The Cheaters had an interesting production history. The original silent version was completed in 1929, then vetoed by exhibitors due to silent film’s sudden and violent decline of public favour. It was subsequently remade in sound. The sound version was eventually exhibited in 1930, advertised as the first sound film made in Australia, but it does not survive today; the original silent version, the version that was never originally seen, is now the only version that remains. Like F. W. Murnau’s sublime 1930 film/s City Girl, it is only the never-seen-by-contemporary-audiences silent version that remains, like a snapshot in time and place, like a message in a bottle that was never read, a direct message from past to present untarnished – both new and old at once. It is an incredibly eerie and magical thing. I was lucky enough to view this film on the big screen at the opening night of the Melbourne Women in Film Festival this month, on 16mm, accompanied by a live band, which was a real treat.
The Cheaters tells the story of young woman Paula Marsh, played by Marie Lorraine (stage name for Isabella McDonagh), who works as a bait for her family’s elaborate theft schemes. Exquisitely dressed in furs, feathers and frills, the cupid’s bow-lipped beauty is a vision of Hollywood mimicry, sincerely emoting to the camera and knowingly winking to the audience in equal measure. In a predictable turn of events, a disguised Paula falls in love with a man who then becomes her target – and is caught red-handed, of course. Her lover is portrayed by a brooding, if bordering on menacing, Josef Bambach, and the respective older gentlemen of the story are portrayed in a decidedly silent-film-patriarchal-figure sort of way – judging by the audience’s reactions when I viewed the film, these supporting performances have not aged particularly well.
It has become a part of silent Hollywood lore that the least amount of title cards required to communicate a story to an audience, the better. The Cheaters was evidently not a participator in this exercise, presenting most of its information through long title cards. To be fair, there is a chunk of exposition required at the beginning of any silent film, and The Cheaters is no exception; however the labouring dialogue in particular was jarring. Unfortunately, the extent of the title cards interrupted the flow of the actors’ performances. My most overwhelming reaction to The Cheaters is that it was a silent film that wanted to be in sound. I’m glad that is what it eventually became.

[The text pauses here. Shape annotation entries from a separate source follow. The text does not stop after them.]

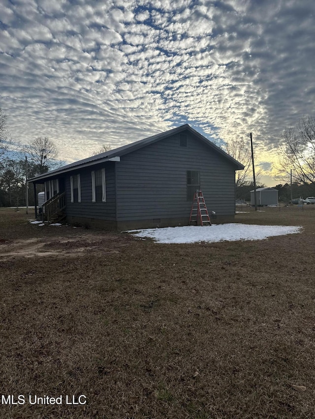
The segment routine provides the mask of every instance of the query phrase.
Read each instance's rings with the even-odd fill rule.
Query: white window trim
[[[102,169],[102,202],[106,201],[106,179],[105,175],[105,169]]]
[[[80,174],[78,176],[78,202],[81,202],[81,179]]]
[[[92,202],[95,202],[95,172],[94,170],[92,171],[91,176],[92,177]]]
[[[71,201],[73,202],[73,176],[70,176],[70,191],[71,194]]]

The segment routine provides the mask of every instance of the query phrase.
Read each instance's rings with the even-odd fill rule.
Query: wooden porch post
[[[33,186],[34,187],[34,202],[35,205],[35,218],[37,218],[37,197],[36,195],[36,183],[33,182]]]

Phyllis, Isabella, and Paulette McDonagh were a force to be reckoned with. In a time where women around the world had far more creative control in film than they do now, these three sisters took the reigns, and did some amazing things. The Cheaters, like all films are, is not just a film. It is a historical document, one which speaks to a moment in Australian culture and its relationship to an art form that time simply forgot. The shot picturing Bambach seated in front of a view of the Sydney Harbour puts this moment into perspective perfectly. Here’s why. In the background is the Sydney Harbour Bridge itself mid-construction. It is a beautiful moment in time. Did the filmmakers fully grasp the importance of what they were capturing? Perhaps so, because the wonderful moment of inertia was indeed captured and framed by the camerawoman. And so we are reminded that Australia was not born, it was not pre-destined, it was made, created, built.
The twist in The Cheaters‘ plot is amusing, as it is when a character in a soap opera is revealed to be another’s long lost child, switched at birth. It may be more The Bold and the Beautiful than The Crowd, but it is an extremely charming and visually satisfying ride – made all the more sweet for knowing that a team of women drove it from beginning to end. From that joy comes melancholy, however, as one cannot help but wish for that creative control for women in the present day. The Cheaters, and the McDonagh sisters, were in a way ahead of their time, but also, they were so of their time, a time of invention and possibility that may not ever happen again.